A recent Missouri federal case where an employee was allegedly harassed based on his Christian religious convictions illustrates this point. In Cooper v. City of St. Louis, No. 4:16 CV 1521 RWS, 2018 WL 3093504, at *1 (E.D. Mo. June 22, 2018), the court denied the employer’s request to dismiss the employee’s religious harassment claim, which allows the claim to proceed to trial.
Cooper alleged the harassment he experienced started in 2013 following a religious conversion he discussed, typically in the lunch room prior to work, with his co-workers.
His supervisor would tell Cooper to “shut up” on a daily basis and called Cooper “Reverend Rodney.” In addition, other workers began referring to Cooper as “preacher man.”
Cooper’s supervisor admitted to calling him “Reverend Rodney,” but denied other allegations that he called Cooper “retarded” or said he was bipolar. The supervisor also denied telling Cooper to “shut up” about his religion, but admitted telling him to “tone it down” following complaints from other employees. Cooper’s co-worker provided testimony that the supervisor “literally told Rodney Cooper if he didn’t stop praying he would get fired on the spot.” Cooper stated if he requested overtime, his supervisor would tell him, “No, you need to go to Church.”
Cooper alleged these and other incidents subjected him to unwelcome harassment based on a protected characteristic, his religion, and affected the terms and conditions of his employment. As a result, Cooper asserted the company should be liable for the actions of the supervisor.

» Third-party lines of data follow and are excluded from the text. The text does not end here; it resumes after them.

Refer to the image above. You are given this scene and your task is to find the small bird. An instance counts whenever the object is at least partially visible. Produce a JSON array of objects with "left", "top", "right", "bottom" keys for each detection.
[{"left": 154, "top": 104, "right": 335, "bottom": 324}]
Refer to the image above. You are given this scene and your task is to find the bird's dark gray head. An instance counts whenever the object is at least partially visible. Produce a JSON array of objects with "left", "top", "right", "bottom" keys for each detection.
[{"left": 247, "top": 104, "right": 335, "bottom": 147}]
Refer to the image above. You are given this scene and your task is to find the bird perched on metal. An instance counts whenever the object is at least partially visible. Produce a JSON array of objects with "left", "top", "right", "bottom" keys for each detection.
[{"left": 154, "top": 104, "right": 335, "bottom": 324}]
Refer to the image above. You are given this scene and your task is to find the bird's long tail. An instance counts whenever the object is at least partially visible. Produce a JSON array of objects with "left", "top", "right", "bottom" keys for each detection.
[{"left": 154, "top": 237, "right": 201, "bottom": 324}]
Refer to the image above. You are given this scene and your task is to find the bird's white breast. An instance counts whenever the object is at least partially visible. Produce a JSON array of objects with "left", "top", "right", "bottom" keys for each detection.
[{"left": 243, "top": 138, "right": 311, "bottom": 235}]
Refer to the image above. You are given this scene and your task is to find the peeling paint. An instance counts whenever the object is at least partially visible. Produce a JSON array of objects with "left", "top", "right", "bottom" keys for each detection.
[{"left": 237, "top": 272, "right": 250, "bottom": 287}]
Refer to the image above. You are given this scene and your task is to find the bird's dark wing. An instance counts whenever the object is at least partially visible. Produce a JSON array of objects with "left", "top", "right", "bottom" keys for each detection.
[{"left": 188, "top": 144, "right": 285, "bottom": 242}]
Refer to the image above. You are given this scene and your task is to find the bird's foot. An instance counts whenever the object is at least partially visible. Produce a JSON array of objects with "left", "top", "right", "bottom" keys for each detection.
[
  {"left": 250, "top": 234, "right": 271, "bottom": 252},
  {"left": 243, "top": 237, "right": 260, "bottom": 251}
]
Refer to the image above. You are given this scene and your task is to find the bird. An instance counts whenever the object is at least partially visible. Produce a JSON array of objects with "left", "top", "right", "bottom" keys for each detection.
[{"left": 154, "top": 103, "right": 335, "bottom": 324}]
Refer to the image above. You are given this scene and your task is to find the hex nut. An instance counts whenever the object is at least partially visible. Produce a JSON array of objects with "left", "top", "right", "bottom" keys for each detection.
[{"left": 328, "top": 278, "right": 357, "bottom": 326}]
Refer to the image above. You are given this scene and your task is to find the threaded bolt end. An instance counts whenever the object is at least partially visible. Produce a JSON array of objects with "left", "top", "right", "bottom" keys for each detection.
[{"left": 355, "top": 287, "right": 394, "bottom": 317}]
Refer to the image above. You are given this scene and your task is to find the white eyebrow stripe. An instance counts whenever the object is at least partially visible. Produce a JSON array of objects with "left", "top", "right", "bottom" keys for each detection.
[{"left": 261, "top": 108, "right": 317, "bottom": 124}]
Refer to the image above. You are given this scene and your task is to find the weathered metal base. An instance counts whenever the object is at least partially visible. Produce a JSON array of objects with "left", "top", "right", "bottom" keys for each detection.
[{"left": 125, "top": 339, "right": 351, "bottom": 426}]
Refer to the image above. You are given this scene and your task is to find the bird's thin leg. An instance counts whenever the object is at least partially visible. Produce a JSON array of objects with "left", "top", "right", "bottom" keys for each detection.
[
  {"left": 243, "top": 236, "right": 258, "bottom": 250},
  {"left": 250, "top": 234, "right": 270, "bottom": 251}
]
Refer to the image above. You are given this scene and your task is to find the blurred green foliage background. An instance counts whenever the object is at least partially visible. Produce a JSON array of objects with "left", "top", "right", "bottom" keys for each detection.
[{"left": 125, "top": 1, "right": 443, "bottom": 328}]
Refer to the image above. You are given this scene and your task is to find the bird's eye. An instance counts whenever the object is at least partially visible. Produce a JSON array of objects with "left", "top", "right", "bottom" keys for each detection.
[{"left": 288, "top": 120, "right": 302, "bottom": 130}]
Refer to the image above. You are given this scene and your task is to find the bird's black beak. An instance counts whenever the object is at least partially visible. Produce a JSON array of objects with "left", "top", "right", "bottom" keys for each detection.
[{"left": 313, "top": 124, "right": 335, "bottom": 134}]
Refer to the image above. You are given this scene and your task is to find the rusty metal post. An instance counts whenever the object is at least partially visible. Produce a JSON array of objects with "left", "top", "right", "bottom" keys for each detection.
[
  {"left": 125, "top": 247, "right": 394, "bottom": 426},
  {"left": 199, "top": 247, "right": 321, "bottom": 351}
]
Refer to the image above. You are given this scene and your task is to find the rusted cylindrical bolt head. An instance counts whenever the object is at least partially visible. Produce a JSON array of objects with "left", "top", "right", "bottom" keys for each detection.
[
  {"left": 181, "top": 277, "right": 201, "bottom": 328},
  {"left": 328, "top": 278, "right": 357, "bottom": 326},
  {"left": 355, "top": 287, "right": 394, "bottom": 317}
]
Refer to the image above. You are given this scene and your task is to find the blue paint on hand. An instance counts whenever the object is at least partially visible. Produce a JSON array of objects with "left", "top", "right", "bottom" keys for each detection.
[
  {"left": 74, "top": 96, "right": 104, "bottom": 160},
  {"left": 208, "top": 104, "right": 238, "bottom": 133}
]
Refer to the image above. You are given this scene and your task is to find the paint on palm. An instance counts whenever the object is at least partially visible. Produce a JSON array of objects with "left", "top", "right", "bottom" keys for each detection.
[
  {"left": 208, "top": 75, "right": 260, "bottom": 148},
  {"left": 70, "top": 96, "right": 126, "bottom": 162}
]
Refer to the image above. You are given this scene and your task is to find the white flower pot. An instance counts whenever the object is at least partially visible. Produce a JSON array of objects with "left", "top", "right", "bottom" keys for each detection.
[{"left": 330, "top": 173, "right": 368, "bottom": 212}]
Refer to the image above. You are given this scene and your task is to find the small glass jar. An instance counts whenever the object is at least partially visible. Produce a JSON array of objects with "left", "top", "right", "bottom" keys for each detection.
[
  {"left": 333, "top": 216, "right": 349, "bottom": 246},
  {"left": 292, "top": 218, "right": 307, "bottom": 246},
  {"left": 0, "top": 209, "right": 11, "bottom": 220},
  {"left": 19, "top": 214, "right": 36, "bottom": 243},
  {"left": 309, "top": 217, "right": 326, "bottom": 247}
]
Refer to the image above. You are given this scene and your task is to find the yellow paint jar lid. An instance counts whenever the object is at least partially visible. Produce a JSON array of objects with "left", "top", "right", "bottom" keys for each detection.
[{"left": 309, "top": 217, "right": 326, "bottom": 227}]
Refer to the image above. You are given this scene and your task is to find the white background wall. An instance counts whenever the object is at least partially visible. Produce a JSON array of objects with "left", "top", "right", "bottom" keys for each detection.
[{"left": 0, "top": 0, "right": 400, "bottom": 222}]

A hostile work environment is created when an individual suffers “discriminatory intimidation, ridicule, and insult, that is sufficiently sever or pervasive to alter the conditions of the victim’s employment and create an abusive working environment.” Simple teasing and offhand comments in isolated incidents (unless extremely serious) will not amount to a hostile work environment.” Rather, the work environment “must be both an objectively and subjectively offensive one that a reasonable person would find hostile or abusive.” In making a determination about whether illegal harassment - religious, sexual, disability, and all other such claims - has occurred, courts consider “ the frequency of the discriminatory conduct;  its severity;  whether it is physically threatening or humiliating, or a mere offensive utterance; and  whether it unreasonably interferes with an employee’s work performance.”
The court in this matter found Cooper’s claim could advance to trial regardless of the fact that there was no evidence his supervisor’s conduct unreasonably interfered with Cooper’s work.
This case illustrates how in the #MeToo era employers must not only be vigilant in preventing sexual harassment, but all forms of workplace harassment. Employers should:
- Review harassment policies to ensure that policies are up to date and cover all forms of impermissible harassment
- Ensure that employees are provided proper training on what harassment is and what to do if they encounter such conduct in the workplace
- If a complaint arises, ensure that you follow the company’s policy and take it seriously.